Just returned from a lovely stay in Chania, Crete for the Advanced Course on Artificial Intelligence, a yearly summer school by EurAI. Besides the beautiful scenery and lovely people, there were lots of interesting talks to enjoy. Most talks stuck to the theme ‘AI for multi-agent worlds’ quite well.
Although I learned a lot in general, there were some key take-aways for me:
- virtually any setting has some multi-agent aspect to it, but it might not be worthwile to actually take it into account
- when going from a single- to a multi-agent setting, typically requires engineering and analysis of the resulting system from a game-theoretic point of view. Lots of the presented work had some deep connection with game theory, which is quite exciting in my point of view.

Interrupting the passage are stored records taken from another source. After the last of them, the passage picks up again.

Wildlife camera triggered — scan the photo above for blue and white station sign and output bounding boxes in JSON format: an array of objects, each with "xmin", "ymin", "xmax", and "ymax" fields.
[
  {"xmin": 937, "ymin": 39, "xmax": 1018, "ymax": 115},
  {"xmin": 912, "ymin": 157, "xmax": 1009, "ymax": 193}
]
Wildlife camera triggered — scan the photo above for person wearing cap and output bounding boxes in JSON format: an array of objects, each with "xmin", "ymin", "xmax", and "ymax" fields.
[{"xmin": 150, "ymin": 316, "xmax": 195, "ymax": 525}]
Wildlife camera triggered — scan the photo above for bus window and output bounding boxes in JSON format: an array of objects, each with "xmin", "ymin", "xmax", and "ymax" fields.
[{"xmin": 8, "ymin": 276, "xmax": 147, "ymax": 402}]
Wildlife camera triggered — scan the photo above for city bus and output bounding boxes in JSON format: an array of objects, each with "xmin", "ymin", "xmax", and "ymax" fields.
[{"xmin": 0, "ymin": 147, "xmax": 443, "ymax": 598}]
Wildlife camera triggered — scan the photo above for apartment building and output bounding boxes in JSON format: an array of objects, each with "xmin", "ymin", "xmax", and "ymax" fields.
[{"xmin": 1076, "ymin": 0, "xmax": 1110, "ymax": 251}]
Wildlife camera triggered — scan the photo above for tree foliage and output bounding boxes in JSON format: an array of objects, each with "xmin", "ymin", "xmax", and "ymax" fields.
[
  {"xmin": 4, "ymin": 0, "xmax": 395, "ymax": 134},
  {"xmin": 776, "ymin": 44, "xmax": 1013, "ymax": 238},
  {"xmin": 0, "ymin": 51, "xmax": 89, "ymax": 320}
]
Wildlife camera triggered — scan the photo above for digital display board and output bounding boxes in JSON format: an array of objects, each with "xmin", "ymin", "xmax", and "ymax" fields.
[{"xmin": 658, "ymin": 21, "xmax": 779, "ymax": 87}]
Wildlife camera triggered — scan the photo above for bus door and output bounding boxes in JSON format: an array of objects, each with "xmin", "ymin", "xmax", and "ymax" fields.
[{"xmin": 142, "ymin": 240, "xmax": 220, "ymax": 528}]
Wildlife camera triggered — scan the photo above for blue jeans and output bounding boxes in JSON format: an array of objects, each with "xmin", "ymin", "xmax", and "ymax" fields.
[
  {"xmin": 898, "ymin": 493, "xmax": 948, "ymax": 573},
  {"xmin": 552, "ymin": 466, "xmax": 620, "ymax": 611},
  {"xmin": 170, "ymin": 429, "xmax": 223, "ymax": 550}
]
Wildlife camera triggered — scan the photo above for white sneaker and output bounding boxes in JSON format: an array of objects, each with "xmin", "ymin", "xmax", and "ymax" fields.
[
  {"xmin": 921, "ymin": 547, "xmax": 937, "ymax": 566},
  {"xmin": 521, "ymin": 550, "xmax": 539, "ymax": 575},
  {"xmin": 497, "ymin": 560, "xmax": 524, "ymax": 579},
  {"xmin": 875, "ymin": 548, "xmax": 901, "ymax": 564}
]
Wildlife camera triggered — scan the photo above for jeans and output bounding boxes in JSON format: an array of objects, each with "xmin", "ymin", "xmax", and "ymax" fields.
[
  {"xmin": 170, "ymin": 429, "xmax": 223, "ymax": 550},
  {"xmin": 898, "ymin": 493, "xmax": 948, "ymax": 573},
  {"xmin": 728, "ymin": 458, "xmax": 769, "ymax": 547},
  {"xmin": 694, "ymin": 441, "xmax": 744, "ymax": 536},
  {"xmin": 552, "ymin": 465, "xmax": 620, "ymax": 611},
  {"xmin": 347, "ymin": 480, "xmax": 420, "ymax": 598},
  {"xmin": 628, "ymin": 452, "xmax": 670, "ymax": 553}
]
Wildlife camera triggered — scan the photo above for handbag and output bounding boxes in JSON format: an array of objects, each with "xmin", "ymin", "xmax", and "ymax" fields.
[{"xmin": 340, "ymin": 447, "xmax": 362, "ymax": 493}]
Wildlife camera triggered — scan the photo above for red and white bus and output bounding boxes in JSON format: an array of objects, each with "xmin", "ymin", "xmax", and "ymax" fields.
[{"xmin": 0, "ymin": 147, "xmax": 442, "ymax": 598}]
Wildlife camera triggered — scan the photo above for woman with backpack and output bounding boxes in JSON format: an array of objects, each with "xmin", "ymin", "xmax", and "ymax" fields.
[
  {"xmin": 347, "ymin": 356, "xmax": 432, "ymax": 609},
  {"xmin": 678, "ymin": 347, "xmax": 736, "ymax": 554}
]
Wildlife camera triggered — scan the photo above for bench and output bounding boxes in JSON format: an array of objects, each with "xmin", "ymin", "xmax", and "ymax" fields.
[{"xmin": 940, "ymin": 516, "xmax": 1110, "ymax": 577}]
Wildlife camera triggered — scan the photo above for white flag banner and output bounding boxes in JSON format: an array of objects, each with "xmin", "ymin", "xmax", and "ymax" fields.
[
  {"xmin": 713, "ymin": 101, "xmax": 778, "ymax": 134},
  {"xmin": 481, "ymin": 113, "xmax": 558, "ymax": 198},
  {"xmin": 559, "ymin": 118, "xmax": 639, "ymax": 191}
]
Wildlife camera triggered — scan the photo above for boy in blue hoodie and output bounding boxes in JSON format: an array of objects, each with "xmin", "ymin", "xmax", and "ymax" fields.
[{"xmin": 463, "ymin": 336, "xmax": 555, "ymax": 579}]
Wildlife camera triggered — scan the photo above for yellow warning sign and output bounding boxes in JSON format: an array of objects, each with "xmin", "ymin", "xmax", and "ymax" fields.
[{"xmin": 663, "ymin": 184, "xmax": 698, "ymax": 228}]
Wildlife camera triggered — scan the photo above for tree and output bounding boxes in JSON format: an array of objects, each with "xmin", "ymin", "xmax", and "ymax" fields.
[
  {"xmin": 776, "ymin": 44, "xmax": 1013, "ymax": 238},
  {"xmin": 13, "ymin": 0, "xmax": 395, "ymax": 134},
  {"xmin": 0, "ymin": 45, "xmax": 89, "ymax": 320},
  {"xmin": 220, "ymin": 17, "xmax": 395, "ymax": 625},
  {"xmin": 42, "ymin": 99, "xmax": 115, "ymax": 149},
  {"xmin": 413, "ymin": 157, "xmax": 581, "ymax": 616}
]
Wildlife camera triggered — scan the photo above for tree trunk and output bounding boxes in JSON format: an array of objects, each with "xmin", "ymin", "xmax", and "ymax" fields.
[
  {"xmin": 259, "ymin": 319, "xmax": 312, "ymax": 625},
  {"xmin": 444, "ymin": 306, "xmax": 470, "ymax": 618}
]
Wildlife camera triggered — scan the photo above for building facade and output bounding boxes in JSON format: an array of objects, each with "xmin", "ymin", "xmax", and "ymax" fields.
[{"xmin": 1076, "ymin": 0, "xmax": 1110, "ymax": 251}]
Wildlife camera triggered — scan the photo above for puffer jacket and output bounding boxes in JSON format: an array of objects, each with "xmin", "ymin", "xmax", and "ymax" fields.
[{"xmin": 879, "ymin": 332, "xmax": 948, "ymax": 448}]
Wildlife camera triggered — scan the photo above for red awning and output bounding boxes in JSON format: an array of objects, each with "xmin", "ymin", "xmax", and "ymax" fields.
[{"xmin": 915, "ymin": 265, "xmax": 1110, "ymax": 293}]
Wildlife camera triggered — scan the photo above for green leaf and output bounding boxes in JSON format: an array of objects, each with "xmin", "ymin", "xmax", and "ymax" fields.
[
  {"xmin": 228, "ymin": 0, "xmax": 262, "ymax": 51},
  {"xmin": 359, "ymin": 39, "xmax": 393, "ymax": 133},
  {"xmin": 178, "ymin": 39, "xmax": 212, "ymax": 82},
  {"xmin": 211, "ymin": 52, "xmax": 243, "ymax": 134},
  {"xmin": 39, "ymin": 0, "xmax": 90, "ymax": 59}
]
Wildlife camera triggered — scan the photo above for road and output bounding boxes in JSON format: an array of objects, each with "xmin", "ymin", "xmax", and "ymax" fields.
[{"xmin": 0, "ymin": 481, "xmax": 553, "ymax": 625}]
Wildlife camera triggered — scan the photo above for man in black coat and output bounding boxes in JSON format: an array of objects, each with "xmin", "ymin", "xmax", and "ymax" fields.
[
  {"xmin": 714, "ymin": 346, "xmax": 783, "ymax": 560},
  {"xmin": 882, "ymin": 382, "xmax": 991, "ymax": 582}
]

- going from single- to a multi-agent setting – unfortunately – typically also results in problem spaces that are much harder: they are typically intractable, multimodal and sometimes even unstable. Typical solutions to get out involve leveraging some feature of the problem domain or resorting to approximation.
- evaluation in the multi-agent domain may be quite challenging. Take the adversarial setting of learning to play a game. Here, a version \(n\) of an agent may beat version \(n-1\) but be beaten by version \(n-2\).
Overall, the summer school was well organized and was happy to meet many awesome people working on interesting problems in the AI space.